Diría que lo dirige el investigador pero no pasa así exactamente en la realidad. En cierto modo, el análisis lo dirigen los propios datos y el objectivo del estudio que se plantee.

Me explico, dependiendo de lo que se quiera investigar, para lograr la mayor precisión posible, el análisis se debe realizar de un modo u otro “ya definido” por así decirlo. Es cierto que siempre hay margen para innovar y casi siempre se debe seleccionar (de entre diversas aproximaciones al problema) la más correcta pero en mi opinión, en la mayoría de los casos, el tipo de análisis lo guían -como he dicho- el objetivo de investigación y los datos con que se cuenta.

¿Qué tenéis entre manos ahora mismo?

A nivel de Cataluña estamos comenzando una línea de trabajo relativamente nueva en nuestro entorno en colaboración con el Hospital de Sant Rafael, relacionada con la evaluación de resultados según volumen de procedimientos (artroplastias en nuestro caso) anuales.  Estamos contentos con el interés que parece estar despertando este proyecto.

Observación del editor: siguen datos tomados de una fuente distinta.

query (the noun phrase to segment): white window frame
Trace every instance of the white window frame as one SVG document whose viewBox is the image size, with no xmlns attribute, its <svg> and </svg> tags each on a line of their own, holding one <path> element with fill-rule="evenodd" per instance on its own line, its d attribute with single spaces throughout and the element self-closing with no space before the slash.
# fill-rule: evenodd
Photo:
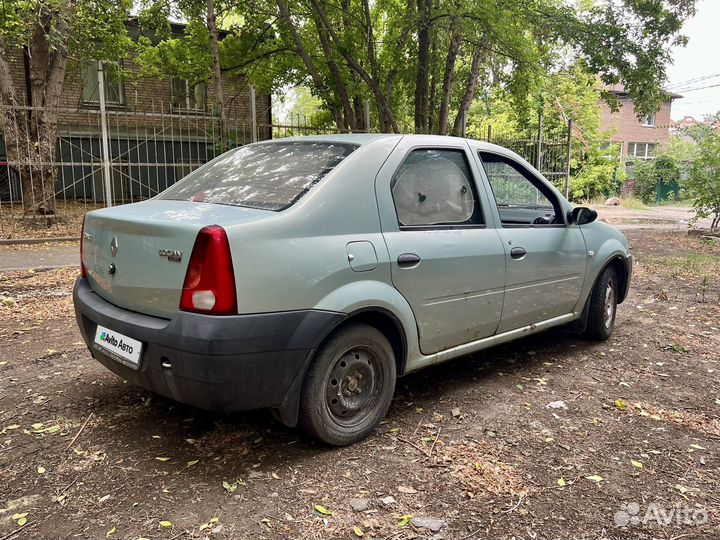
<svg viewBox="0 0 720 540">
<path fill-rule="evenodd" d="M 122 61 L 118 60 L 117 62 L 114 62 L 118 65 L 119 68 L 122 68 Z M 123 84 L 123 81 L 118 80 L 110 80 L 107 77 L 107 69 L 106 69 L 107 62 L 103 62 L 103 70 L 102 70 L 102 76 L 104 79 L 104 86 L 105 86 L 105 104 L 110 107 L 124 107 L 125 106 L 125 85 Z M 81 89 L 81 97 L 82 102 L 84 105 L 91 105 L 91 106 L 97 106 L 100 104 L 100 84 L 97 80 L 97 60 L 91 60 L 84 68 L 82 72 L 82 89 Z M 93 92 L 90 96 L 90 98 L 85 97 L 85 84 L 88 82 L 85 78 L 85 73 L 89 71 L 95 72 L 95 88 L 93 89 Z M 116 86 L 117 92 L 113 93 L 111 92 L 110 88 L 111 86 Z M 115 96 L 113 94 L 117 95 L 117 99 L 115 99 Z"/>
<path fill-rule="evenodd" d="M 631 142 L 628 148 L 628 158 L 632 157 L 635 159 L 642 159 L 644 161 L 655 159 L 655 152 L 657 150 L 657 143 L 654 142 Z M 638 153 L 638 147 L 644 147 L 642 153 Z M 651 150 L 652 147 L 652 150 Z"/>
</svg>

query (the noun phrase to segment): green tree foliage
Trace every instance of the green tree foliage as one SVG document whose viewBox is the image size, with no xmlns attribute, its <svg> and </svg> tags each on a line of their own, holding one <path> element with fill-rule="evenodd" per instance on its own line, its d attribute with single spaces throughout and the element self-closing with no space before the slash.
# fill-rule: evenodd
<svg viewBox="0 0 720 540">
<path fill-rule="evenodd" d="M 710 218 L 711 229 L 720 226 L 720 134 L 712 131 L 698 142 L 697 158 L 685 182 L 693 200 L 694 220 Z"/>
<path fill-rule="evenodd" d="M 638 114 L 657 110 L 669 51 L 683 42 L 694 4 L 241 0 L 216 10 L 232 34 L 220 47 L 224 71 L 266 91 L 307 86 L 342 130 L 365 129 L 369 99 L 374 129 L 459 133 L 486 88 L 507 95 L 518 116 L 536 116 L 528 96 L 554 93 L 547 75 L 567 59 L 605 84 L 624 84 Z M 156 62 L 166 70 L 178 64 Z"/>
</svg>

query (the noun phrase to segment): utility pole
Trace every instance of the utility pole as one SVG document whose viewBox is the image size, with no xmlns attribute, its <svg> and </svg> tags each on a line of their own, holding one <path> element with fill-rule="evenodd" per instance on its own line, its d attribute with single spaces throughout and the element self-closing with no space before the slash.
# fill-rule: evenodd
<svg viewBox="0 0 720 540">
<path fill-rule="evenodd" d="M 570 198 L 570 160 L 572 160 L 572 118 L 568 118 L 568 153 L 565 163 L 565 198 Z"/>
<path fill-rule="evenodd" d="M 102 160 L 103 184 L 105 185 L 105 206 L 112 206 L 112 182 L 110 179 L 110 144 L 107 134 L 107 111 L 105 110 L 105 70 L 98 61 L 98 92 L 100 92 L 100 159 Z"/>
</svg>

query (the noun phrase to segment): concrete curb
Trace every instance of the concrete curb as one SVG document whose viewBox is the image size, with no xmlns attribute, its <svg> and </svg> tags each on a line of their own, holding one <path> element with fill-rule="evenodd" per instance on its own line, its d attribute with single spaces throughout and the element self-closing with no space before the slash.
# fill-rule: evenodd
<svg viewBox="0 0 720 540">
<path fill-rule="evenodd" d="M 3 272 L 27 272 L 28 270 L 33 270 L 35 272 L 47 272 L 48 270 L 57 270 L 58 268 L 75 268 L 78 265 L 76 264 L 51 264 L 46 266 L 22 266 L 22 267 L 16 267 L 16 268 L 0 268 L 0 274 Z M 78 267 L 78 275 L 80 273 L 80 269 Z"/>
<path fill-rule="evenodd" d="M 79 236 L 60 236 L 52 238 L 18 238 L 18 239 L 0 239 L 0 246 L 17 246 L 32 244 L 52 244 L 59 242 L 79 242 Z"/>
</svg>

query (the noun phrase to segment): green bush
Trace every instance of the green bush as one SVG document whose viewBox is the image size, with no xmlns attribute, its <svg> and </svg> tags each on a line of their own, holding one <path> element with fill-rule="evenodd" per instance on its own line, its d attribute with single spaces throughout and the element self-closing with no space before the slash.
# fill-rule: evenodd
<svg viewBox="0 0 720 540">
<path fill-rule="evenodd" d="M 697 159 L 685 182 L 693 199 L 696 222 L 710 218 L 711 229 L 720 226 L 720 134 L 712 132 L 698 143 Z"/>
<path fill-rule="evenodd" d="M 618 156 L 614 146 L 591 148 L 580 170 L 570 179 L 572 199 L 590 200 L 617 195 L 626 178 Z"/>
<path fill-rule="evenodd" d="M 635 196 L 644 203 L 656 202 L 663 186 L 671 187 L 680 182 L 680 167 L 667 154 L 661 154 L 652 161 L 636 161 L 633 174 Z"/>
</svg>

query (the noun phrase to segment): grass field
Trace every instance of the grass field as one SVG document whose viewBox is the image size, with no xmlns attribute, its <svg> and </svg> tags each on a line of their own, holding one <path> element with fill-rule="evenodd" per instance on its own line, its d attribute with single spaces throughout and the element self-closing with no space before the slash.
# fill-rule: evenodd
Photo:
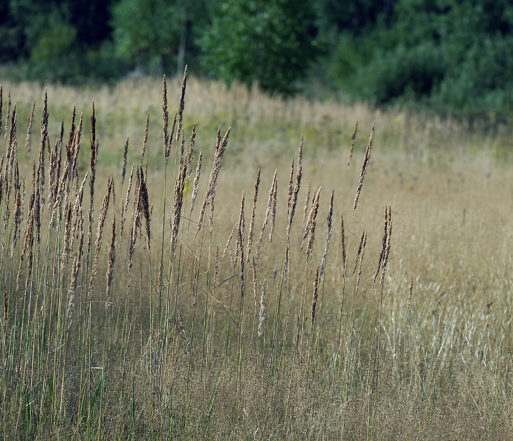
<svg viewBox="0 0 513 441">
<path fill-rule="evenodd" d="M 2 439 L 513 439 L 511 128 L 186 86 L 3 84 Z"/>
</svg>

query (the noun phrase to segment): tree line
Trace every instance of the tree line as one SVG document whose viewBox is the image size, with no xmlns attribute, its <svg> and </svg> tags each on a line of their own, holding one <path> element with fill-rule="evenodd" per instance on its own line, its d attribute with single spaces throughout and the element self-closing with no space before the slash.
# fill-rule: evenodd
<svg viewBox="0 0 513 441">
<path fill-rule="evenodd" d="M 311 85 L 378 105 L 508 118 L 508 0 L 4 0 L 7 74 L 81 82 L 183 72 Z"/>
</svg>

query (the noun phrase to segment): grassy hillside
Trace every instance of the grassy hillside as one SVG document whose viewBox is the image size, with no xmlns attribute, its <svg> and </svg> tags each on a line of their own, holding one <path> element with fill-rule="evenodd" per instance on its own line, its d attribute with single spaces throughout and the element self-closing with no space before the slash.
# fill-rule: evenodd
<svg viewBox="0 0 513 441">
<path fill-rule="evenodd" d="M 511 439 L 510 129 L 162 86 L 3 84 L 3 439 Z"/>
</svg>

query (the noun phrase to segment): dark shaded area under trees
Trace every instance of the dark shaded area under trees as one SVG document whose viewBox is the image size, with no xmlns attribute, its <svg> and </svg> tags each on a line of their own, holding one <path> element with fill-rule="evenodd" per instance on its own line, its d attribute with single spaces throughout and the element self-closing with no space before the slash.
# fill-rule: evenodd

Cuando hablas de interés, ¿a qué te refieres?

En este caso nos referimos a que hemos presentado los resultados en el congreso de la Sociedad Española de Cirugía Ortopédica (SECOT) y varios hospitales se han puesto en contacto con nosotros mostrando su interés en colaborar en esta línea. Esto nos parece muy importante.

¿Quieres destacar alguna experiencia más?

Sí. También estamos implicados en la comparación de resultados en base a modelos concretos de prótesis, comparación de tipos “más en general” de implantes, de cementos óseos, analizando la posible influencia de la comorbilidad sobre los resultados quirúrgicos.

A nivel de pacientes, ¿cómo incorporáis sus visiones o experiencias?

Aunque en todos los proyectos mencionados el paciente está en el centro de todo, quizás más específicamente me gustaría destacar los proyectos relacionados con los llamados “PROMS”, que son los resultados reportados por los propios pacientes (por la sigla en inglés Pacient Reported Outcome Measures). Estos resultados son particularmente interesantes ya que es el propio paciente el que valora los resultados quirúrgicos en términos, por ejemplo, de dolor, mejora de su calidad de vida, etc.

Centrándonos en la idea de colaboración me gustaría destacar que al menos desde mi punto de vista éste es un proyecto particularmente relevante. Lo empezamos junto con clínicos de la Universidad de Exeter en Reino Unido “viendo” qué cuestionarios podríamos incorporar al registro y al ver que los cuestionarios que más se utilizaban en otros registros no estaban disponibles en nuestro entorno decidimos dar un paso adelante y adaptarlos nosotros mismos.

En este sentido, además durante las próximas semanas esperamos obtener un producto “directo” de este proyecto en colaboración con la Universidad de León y la Universidad de Oviedo, respectivamente, ya que justo en estos momentos estoy realizando una estancia con ellos para pilotar uno de estos cuestionarios de calidad de vida, en concreto el HOOS, el Hip disability and Osteoarthritis Outcome Score.

¿Qué tienen en común todas estas experiencias?

Sin duda, la colaboración.

Cómo crees que puede influir esta colaboración?

La colaboración en cualquier campo de la ciencia creo que es básica y necesaria para obtener resultados con implicacions prácticas reales y que finalmente mejoren algun aspecto importante.

Hemos hablado de colaboración a nivel clínico-investigador pero supongo que habría que hablar de la necesidad de esta colaboración a todos los niveles; es decir, no solo con los clínicos, sinó también con los pacientes, gestores e incluso con la industria.

El tema da para mucho pero si nos centramos en esta colaboración clínico-investigador, me gustaría terminar comentando que desde el RACat animamos y estamos encantados de recibir a profesionales de la salud (traumatología, enfermería, fisioterapia, reumatología, medicina interna, …) con visión y experiencia clínica que quieran colaborar con nosotros. Y por supuesto, nosotros con ellos.